There is no deception in data, and no hiding from it, either. And right now the data is telling a very interesting story about what is going on in our economy.
There are three main characters in today’s data story:
- Interest Rates
Inflation continues to run hot, increasing 7% in the last year. This is the most dramatic inflation the US has seen since 1982. Much of this has been driven by a massive increase in money supply (M2), as seen in the chart below. M2 is representative of all the money in checking, savings and money market accounts—essentially meaning all spendable dollars for Americans.
Source: Federal Reserve, statistical release H.6. Data through November 2021.1CAGR = compound annual growth rate.
This has caused a huge spike in consumer demand. Meanwhile, our economy has been simultaneously suppressed by COVID restrictions and debilitating supply chain bottlenecks.
The good news is that as money supply levels off, COVID calms down and supply chains are repaired, the data is pointing toward slowing inflation moving forward.
What does this mean for you? Some costs, like at the grocery store, gas pump and restaurants may continue to rise, but probably not as fast as 2021. Meanwhile, as supply improves, some other costs may see a decline, like new and used cars.

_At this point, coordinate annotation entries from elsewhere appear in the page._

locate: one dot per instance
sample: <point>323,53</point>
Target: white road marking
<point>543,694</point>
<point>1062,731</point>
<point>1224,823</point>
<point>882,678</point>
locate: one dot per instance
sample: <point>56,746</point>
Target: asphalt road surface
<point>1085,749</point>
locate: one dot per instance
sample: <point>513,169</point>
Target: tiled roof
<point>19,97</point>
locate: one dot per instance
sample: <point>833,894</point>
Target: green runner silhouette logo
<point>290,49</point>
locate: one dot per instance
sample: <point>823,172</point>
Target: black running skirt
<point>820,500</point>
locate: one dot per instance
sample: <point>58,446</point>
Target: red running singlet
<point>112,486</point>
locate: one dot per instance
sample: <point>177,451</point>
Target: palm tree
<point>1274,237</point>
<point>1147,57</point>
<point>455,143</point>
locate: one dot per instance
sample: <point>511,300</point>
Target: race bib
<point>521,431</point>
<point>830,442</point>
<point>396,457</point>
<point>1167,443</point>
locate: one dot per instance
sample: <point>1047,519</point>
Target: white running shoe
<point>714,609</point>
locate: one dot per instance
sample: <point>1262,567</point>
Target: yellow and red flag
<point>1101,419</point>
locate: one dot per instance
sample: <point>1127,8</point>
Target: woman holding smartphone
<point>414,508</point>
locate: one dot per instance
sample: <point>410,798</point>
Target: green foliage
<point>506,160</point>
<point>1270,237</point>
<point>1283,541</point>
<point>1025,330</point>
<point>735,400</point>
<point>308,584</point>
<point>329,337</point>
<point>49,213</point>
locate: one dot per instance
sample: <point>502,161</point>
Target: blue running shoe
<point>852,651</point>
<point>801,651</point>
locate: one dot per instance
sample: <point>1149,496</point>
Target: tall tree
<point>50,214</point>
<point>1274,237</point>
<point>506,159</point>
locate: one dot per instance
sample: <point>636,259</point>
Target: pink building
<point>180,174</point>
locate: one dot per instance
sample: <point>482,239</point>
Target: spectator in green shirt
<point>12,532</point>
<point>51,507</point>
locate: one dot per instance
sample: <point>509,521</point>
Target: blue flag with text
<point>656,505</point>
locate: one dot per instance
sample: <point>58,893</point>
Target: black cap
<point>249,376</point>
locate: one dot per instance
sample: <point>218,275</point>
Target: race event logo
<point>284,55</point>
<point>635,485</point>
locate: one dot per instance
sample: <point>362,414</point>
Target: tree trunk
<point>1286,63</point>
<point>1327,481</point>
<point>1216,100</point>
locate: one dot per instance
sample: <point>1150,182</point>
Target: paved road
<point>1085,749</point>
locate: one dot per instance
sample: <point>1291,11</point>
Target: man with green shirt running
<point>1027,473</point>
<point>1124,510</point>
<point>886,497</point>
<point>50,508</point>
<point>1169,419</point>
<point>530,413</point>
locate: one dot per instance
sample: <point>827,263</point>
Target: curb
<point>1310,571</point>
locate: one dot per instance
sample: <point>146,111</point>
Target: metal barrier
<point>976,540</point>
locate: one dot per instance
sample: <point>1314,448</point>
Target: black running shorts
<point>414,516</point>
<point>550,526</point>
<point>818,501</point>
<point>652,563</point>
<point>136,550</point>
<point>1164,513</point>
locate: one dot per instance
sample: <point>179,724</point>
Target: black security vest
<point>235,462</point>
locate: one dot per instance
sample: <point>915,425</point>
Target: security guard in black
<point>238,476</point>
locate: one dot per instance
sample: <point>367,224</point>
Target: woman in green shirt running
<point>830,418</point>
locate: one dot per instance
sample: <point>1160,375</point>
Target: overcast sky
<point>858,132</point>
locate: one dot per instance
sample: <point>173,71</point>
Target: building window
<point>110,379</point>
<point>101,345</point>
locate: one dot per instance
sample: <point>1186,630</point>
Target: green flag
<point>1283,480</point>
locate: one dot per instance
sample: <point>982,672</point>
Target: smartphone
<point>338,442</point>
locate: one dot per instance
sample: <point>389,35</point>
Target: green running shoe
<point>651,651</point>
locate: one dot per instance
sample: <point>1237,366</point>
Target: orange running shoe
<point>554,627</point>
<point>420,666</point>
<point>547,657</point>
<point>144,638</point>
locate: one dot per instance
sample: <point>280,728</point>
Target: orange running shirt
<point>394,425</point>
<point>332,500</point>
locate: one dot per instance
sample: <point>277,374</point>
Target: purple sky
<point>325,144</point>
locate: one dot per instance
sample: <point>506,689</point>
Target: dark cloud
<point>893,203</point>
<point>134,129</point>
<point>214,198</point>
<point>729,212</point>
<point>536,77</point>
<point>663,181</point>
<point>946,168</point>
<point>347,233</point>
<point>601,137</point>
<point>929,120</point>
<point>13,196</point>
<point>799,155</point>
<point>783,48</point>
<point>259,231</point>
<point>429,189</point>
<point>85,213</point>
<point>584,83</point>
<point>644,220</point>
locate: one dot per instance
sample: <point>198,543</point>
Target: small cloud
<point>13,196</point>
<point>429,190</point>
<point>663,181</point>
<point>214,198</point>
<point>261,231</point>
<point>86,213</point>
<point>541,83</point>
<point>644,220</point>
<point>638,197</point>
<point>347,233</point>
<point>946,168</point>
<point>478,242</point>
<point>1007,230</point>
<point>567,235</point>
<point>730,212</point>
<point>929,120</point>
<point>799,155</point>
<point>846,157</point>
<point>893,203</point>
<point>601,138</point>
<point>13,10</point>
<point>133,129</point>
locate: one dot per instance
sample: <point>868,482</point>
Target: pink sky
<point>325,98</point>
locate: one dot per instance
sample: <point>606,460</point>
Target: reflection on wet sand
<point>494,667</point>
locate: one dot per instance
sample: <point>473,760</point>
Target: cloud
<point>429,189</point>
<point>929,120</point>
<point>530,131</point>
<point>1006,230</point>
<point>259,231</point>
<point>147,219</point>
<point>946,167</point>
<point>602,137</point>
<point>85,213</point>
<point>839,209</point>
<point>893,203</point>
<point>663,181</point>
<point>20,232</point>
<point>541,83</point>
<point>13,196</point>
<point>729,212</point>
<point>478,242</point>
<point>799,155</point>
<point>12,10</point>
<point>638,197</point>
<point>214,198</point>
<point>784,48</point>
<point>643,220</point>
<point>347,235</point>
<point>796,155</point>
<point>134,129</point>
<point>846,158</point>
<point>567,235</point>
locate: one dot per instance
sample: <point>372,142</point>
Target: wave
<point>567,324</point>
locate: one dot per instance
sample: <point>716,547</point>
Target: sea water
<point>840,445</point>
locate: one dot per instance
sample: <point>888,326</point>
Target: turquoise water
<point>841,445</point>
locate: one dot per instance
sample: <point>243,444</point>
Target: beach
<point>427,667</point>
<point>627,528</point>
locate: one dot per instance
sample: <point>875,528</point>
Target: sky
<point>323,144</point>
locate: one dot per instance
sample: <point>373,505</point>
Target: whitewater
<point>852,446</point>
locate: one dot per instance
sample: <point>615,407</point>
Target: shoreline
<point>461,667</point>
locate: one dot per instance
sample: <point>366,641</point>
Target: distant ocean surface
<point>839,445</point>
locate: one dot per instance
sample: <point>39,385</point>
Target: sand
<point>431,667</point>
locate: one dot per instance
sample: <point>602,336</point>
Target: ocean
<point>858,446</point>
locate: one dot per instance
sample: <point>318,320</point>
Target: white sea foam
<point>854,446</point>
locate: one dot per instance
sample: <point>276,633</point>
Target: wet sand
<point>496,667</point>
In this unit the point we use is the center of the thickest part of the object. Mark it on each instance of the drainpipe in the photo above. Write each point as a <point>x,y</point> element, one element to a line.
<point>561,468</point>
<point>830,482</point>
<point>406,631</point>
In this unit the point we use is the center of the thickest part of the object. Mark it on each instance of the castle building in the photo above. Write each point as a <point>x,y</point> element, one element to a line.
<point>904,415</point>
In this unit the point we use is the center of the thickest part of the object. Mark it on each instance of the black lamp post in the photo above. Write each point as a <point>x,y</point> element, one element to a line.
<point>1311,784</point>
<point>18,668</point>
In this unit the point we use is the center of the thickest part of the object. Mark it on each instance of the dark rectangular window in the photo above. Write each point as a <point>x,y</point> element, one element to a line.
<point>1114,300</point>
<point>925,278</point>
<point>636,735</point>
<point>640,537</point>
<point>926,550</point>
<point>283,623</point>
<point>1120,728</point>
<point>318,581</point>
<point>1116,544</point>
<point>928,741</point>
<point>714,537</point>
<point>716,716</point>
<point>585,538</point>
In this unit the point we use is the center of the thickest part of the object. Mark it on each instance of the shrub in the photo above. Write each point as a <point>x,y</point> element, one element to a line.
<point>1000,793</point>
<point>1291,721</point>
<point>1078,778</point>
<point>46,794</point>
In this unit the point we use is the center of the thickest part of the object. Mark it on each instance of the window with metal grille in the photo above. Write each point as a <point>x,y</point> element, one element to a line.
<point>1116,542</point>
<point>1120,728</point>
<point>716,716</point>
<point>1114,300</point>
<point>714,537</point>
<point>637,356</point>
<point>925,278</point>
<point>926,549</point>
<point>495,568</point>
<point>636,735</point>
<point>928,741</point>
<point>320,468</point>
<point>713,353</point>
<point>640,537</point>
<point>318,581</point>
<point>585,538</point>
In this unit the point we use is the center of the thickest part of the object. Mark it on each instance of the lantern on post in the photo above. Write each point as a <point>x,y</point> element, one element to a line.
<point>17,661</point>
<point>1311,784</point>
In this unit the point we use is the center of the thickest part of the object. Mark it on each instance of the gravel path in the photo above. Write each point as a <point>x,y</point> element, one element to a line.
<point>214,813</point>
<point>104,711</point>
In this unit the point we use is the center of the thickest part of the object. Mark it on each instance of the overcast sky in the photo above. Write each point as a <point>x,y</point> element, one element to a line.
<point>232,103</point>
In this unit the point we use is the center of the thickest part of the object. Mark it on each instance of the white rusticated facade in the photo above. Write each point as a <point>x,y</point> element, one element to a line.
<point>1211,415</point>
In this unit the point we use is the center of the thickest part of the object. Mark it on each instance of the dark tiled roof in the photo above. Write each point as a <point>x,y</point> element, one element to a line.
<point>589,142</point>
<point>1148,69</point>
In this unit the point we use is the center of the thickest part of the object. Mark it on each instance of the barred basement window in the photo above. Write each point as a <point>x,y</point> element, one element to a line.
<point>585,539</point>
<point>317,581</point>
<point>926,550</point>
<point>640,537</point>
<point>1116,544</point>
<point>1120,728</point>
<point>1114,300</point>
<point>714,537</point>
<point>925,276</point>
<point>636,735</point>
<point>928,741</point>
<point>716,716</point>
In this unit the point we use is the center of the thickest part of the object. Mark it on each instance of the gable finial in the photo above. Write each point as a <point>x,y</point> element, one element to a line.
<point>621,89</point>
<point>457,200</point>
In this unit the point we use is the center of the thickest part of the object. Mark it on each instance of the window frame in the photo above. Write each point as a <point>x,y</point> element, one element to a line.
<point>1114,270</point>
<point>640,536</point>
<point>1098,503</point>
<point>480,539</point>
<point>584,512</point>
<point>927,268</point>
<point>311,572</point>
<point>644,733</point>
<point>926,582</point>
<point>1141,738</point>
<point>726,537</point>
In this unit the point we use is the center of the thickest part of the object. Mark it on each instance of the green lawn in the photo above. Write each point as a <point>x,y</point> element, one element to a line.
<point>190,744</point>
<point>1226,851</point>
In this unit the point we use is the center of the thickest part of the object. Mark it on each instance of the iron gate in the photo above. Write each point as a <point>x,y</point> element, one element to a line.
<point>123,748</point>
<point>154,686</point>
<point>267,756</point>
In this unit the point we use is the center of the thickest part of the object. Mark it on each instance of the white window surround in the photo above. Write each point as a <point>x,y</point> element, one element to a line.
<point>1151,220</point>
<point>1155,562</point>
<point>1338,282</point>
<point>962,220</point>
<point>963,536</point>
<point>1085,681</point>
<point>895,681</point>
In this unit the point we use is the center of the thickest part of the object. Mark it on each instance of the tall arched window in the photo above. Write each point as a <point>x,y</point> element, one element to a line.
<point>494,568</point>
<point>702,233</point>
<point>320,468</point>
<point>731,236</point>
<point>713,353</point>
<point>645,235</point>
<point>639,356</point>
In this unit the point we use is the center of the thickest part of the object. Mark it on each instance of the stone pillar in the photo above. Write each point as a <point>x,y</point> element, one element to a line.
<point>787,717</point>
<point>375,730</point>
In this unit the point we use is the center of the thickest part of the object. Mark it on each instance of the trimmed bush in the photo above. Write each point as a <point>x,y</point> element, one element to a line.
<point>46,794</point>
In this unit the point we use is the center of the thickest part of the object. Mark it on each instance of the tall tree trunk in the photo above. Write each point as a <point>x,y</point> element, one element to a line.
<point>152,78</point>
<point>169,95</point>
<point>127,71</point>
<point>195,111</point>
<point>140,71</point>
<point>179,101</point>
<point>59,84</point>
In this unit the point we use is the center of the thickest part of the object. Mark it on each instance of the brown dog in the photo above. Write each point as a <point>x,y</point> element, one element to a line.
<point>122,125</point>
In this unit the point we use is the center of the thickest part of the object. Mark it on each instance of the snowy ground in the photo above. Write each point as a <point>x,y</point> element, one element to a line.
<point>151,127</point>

The Federal Reserve, which influences interest rates, has made its intentions abundantly clear for the next year:
- Reduce its balance sheet
- Raise interest rates
This means The Fed will slow the pace of bond buying, eventually becoming a seller and thus reducing its own bond holdings and absorbing some of the excess money supply. At the same time, The Fed is planning multiple interest rate increases this year, with more to come in 2023. This sort of policy makes borrowing more expensive and capital less accessible within the economy.
These two tactics are appropriate in an inflationary environment. The problem arises with the timing. In our last blog post we examined how growth appears to be slowing. A tightening monetary policy going into an economic slowdown can be a cautionary sign for markets.
What does this mean for you? Rate hikes result in higher interest rates in your savings accounts. Balance sheet reductions can increase long-term interest rates, like mortgages.
Finally, unemployment rates have been declining, recently falling below 4% for the first time since before the pandemic. This is a good thing.
However, this number is misleading because it doesn’t take into account the “Great Resignation,” the trend of countless Americans taking early retirements or otherwise choosing to not work. This creates a lower Labor Force Participation Rate at only 61.9%. Therefore, the lower unemployment rate is not as encouraging as it should be because we have a shrinking active workforce. This causes jobs to remain unfilled, and as a result, companies are struggling to overcome the labor shortage.
What does this mean for you? You get the opportunity to practice patience as you experience slow service at your favorite restaurants and stores until the workforce returns to pre-pandemic levels.